After crunching data gathered from 4,000 systems running its Security Score and GEARS Cloud monitoring software, OPSWAT found that 65 percent of the Windows 8 element of this sample (21 percent) were running a second antivirus product offering realtime protection in addition to Defender.
By comparison, the figures for XP were 9 percent, and Vista and Windows 7 around 20 percent, which is to say that OPSWAT at least detected some element of a second product on these systems even if it was not running.
Direct comparisons between these OSes are not possible because Windows 8 uses a different architecture than previous versions, allowing users to supplement Defender’s protection with a dedicated product, a simultaneity in real-time protection that was difficult or impossible in older versions. The new Windows Defender is also a completely revised product to the old Windows Defender, released in 2006 before itself being re-launched as Microsoft Security Essentials.

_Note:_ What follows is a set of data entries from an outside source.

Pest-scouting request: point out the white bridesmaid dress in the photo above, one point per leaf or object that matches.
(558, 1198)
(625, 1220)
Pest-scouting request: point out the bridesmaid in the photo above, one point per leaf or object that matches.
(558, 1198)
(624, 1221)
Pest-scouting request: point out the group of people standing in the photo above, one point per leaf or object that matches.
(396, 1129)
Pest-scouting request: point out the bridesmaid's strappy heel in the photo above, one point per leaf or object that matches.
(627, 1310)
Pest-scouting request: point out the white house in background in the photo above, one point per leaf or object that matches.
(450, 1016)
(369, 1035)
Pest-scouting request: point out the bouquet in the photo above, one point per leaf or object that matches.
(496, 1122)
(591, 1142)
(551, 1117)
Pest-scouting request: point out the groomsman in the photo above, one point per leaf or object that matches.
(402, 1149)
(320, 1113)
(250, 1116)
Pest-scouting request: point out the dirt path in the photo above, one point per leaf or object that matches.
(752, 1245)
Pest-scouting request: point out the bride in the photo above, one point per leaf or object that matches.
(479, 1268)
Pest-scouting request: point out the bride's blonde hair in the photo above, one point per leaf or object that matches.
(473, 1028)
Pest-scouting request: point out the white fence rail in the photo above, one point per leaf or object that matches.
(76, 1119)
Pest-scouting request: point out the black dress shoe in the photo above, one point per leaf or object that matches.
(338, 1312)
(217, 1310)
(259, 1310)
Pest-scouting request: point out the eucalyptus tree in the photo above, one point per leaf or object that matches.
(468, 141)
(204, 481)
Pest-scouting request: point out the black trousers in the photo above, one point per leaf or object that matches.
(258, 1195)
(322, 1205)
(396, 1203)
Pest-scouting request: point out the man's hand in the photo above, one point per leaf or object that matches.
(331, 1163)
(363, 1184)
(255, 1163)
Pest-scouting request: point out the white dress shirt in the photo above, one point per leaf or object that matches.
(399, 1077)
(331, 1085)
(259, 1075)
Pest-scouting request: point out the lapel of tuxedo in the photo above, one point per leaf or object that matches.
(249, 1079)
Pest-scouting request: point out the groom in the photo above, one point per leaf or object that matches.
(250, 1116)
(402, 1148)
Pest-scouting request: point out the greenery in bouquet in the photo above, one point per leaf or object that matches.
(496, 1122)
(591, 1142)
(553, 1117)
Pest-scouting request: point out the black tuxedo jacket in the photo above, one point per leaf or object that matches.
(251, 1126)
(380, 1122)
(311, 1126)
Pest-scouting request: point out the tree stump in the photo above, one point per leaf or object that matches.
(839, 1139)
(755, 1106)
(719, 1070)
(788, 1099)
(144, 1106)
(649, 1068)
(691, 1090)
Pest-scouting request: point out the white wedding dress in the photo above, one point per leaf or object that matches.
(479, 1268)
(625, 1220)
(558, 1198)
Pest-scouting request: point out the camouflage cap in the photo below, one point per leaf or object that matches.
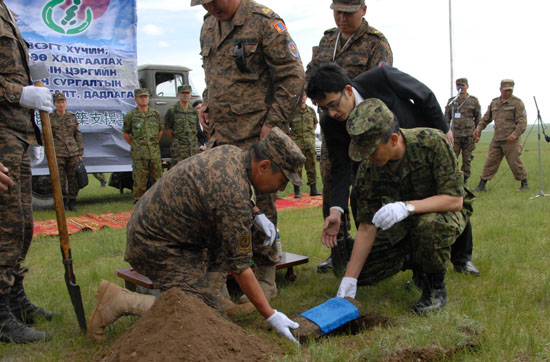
(58, 97)
(200, 2)
(462, 81)
(366, 125)
(348, 6)
(506, 84)
(184, 89)
(138, 92)
(281, 150)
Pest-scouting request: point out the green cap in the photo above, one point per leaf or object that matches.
(366, 125)
(282, 150)
(141, 92)
(184, 89)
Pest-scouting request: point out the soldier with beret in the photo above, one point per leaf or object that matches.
(508, 112)
(142, 129)
(254, 80)
(411, 202)
(68, 148)
(463, 115)
(179, 217)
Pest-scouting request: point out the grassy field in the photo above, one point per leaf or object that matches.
(500, 316)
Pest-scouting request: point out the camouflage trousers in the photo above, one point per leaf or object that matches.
(16, 226)
(466, 145)
(512, 152)
(67, 176)
(145, 173)
(426, 246)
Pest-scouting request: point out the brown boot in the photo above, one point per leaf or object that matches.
(112, 303)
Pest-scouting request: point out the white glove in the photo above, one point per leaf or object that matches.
(282, 325)
(263, 224)
(348, 288)
(390, 214)
(36, 98)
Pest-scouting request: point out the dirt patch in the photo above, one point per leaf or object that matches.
(180, 327)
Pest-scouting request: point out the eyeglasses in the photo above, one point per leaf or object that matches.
(333, 106)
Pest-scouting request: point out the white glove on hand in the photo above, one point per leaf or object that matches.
(390, 214)
(282, 325)
(348, 288)
(36, 98)
(263, 224)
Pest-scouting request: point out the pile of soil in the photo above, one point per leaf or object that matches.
(181, 327)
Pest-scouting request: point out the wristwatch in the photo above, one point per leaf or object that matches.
(410, 208)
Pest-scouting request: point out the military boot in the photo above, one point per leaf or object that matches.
(313, 190)
(481, 186)
(13, 330)
(114, 302)
(21, 306)
(434, 293)
(524, 186)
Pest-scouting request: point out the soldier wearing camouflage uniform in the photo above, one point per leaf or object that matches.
(357, 47)
(181, 122)
(254, 78)
(508, 112)
(179, 217)
(18, 130)
(68, 148)
(302, 132)
(463, 115)
(142, 130)
(412, 204)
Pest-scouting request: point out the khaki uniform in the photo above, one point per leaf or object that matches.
(184, 124)
(302, 132)
(464, 114)
(143, 128)
(254, 77)
(510, 117)
(423, 239)
(68, 147)
(17, 131)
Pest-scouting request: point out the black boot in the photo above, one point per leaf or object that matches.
(13, 330)
(434, 293)
(313, 190)
(481, 186)
(22, 308)
(297, 194)
(524, 186)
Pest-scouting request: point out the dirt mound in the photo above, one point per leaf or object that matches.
(181, 327)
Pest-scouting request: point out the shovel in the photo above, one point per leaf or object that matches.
(70, 279)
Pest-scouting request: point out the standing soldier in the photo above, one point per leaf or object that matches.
(142, 130)
(182, 125)
(510, 118)
(302, 132)
(254, 79)
(463, 115)
(68, 148)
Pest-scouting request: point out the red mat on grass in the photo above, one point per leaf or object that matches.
(119, 220)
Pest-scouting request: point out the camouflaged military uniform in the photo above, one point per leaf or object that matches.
(464, 115)
(184, 124)
(302, 132)
(429, 167)
(67, 139)
(510, 117)
(144, 128)
(17, 132)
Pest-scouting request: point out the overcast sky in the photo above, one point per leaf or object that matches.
(492, 40)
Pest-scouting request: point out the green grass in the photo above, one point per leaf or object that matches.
(507, 306)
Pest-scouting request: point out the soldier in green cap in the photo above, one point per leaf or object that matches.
(142, 130)
(412, 204)
(182, 126)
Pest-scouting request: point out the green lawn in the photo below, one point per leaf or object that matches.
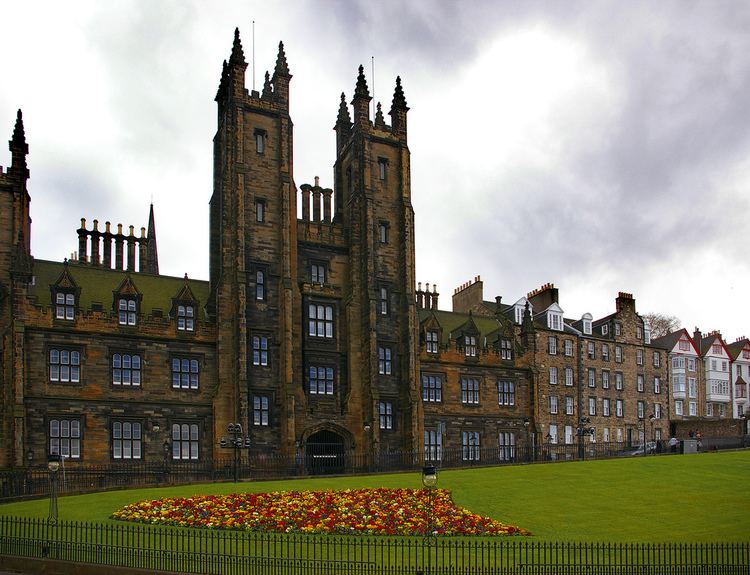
(688, 498)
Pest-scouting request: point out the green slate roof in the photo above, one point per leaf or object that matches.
(98, 285)
(452, 322)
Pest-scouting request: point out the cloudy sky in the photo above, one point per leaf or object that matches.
(601, 146)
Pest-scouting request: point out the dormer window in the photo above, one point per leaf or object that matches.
(65, 305)
(554, 321)
(185, 318)
(127, 310)
(470, 346)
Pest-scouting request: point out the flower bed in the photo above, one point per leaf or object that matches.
(361, 511)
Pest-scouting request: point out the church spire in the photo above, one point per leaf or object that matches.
(153, 253)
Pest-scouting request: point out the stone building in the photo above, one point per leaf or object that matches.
(105, 360)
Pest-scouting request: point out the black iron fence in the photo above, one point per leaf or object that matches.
(239, 553)
(77, 477)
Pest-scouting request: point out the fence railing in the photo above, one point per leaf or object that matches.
(77, 477)
(248, 553)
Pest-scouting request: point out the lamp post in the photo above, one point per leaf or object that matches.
(237, 441)
(53, 465)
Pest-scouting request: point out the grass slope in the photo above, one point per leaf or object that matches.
(689, 498)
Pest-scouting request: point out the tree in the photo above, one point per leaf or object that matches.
(661, 324)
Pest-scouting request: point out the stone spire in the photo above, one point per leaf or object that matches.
(267, 87)
(153, 253)
(379, 120)
(18, 147)
(398, 111)
(281, 77)
(361, 100)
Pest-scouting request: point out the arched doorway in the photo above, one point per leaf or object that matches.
(324, 452)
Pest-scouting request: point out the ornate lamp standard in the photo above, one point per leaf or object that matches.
(236, 442)
(53, 465)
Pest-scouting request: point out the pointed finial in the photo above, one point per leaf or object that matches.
(361, 89)
(238, 56)
(343, 117)
(267, 88)
(398, 95)
(281, 69)
(379, 120)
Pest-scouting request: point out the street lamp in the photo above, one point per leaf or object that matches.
(53, 465)
(236, 442)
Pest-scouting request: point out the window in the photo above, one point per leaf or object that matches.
(507, 446)
(318, 274)
(260, 350)
(553, 404)
(506, 349)
(432, 341)
(692, 387)
(185, 318)
(126, 440)
(569, 376)
(554, 321)
(552, 435)
(553, 375)
(260, 285)
(470, 445)
(260, 210)
(433, 446)
(470, 346)
(321, 380)
(569, 405)
(65, 305)
(385, 409)
(65, 438)
(506, 393)
(432, 388)
(184, 373)
(128, 308)
(126, 369)
(261, 410)
(383, 301)
(382, 165)
(384, 361)
(184, 441)
(469, 390)
(552, 345)
(383, 232)
(260, 141)
(64, 366)
(320, 320)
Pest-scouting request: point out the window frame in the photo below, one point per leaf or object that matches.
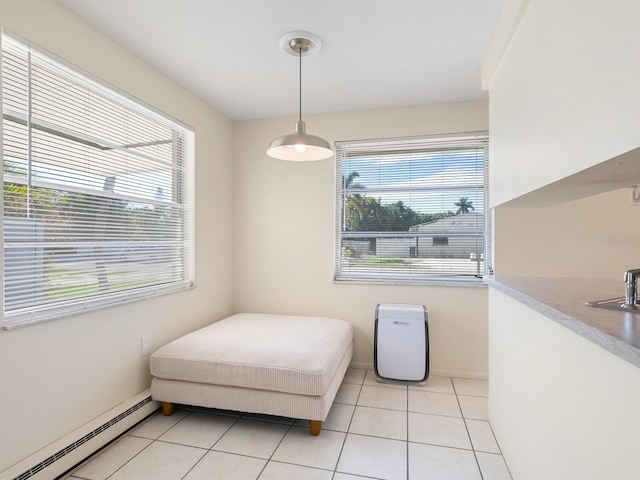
(182, 198)
(481, 137)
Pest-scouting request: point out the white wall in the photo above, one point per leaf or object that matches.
(566, 76)
(563, 102)
(594, 237)
(54, 377)
(284, 235)
(561, 406)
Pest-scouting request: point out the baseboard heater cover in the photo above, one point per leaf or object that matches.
(57, 463)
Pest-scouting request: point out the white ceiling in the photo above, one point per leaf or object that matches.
(375, 53)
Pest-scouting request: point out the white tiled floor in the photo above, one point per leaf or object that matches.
(374, 431)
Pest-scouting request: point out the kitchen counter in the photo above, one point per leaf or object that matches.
(563, 301)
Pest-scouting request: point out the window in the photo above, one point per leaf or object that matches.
(98, 192)
(413, 209)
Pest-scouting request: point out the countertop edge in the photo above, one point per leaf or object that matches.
(616, 346)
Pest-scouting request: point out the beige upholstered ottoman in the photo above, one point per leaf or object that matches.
(289, 366)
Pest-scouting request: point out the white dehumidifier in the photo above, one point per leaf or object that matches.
(401, 344)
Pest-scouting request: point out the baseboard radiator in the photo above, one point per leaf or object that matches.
(57, 458)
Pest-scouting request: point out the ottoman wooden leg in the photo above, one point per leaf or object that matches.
(314, 427)
(167, 408)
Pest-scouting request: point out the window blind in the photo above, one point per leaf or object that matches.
(98, 192)
(412, 209)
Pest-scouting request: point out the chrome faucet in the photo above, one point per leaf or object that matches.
(630, 288)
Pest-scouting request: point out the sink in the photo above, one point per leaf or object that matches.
(615, 304)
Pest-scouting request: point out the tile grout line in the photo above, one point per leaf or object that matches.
(335, 470)
(464, 419)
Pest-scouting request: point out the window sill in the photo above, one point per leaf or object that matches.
(435, 282)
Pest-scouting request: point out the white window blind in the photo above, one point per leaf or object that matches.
(98, 192)
(412, 209)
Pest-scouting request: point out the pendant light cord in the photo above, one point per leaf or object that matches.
(300, 85)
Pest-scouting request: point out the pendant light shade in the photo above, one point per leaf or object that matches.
(299, 146)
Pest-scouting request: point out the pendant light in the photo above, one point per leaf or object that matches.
(299, 146)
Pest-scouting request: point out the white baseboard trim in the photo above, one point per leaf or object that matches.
(63, 454)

What it does suggest is that the arrival of integrated antivirus protection hasn't harmed the market for third-party products as much as some feared.
The firm doesn’t speculate on the tendency of Windows 8 users to use a dedicated security client but it is possible that many don’t realise that Windows Defender offers this feature or if they do, simply don’t trust it. The habit of installing a visible security client could simply be hard to break.
The figures back up an earlier cut on the data offered by OPSWAT in August that noticed the trend to supplement Windows 8's security. On the basis that two security products are better than one, the news is encouraging.
The most popular antivirus products encountered were (in order), Avast’s Free Antivirus (19.6 percent), Microsoft’s own Security Essentials (17.2 percent), Windows Defender (7.8 percent), Avira’s Free Antivirus (5.8 percent), and AVG’s Anti-Virus Free Edition (4.8 percent), although given the limited installed base of the software used to generate the numbers OPSWAT no longer claims this to be definitive market share data. It does, however, chime with its own previous estimates.
A scrap of new data is on the prevalence of encryption on PCs, with desktop systems having at least one encrypted drive 0.4 percent of the time. The fact that laptops used encryption 3.7 percent of the time on one drive is not surprising given their mobile state but still underlines how far this technology has to go before it becomes mainstream.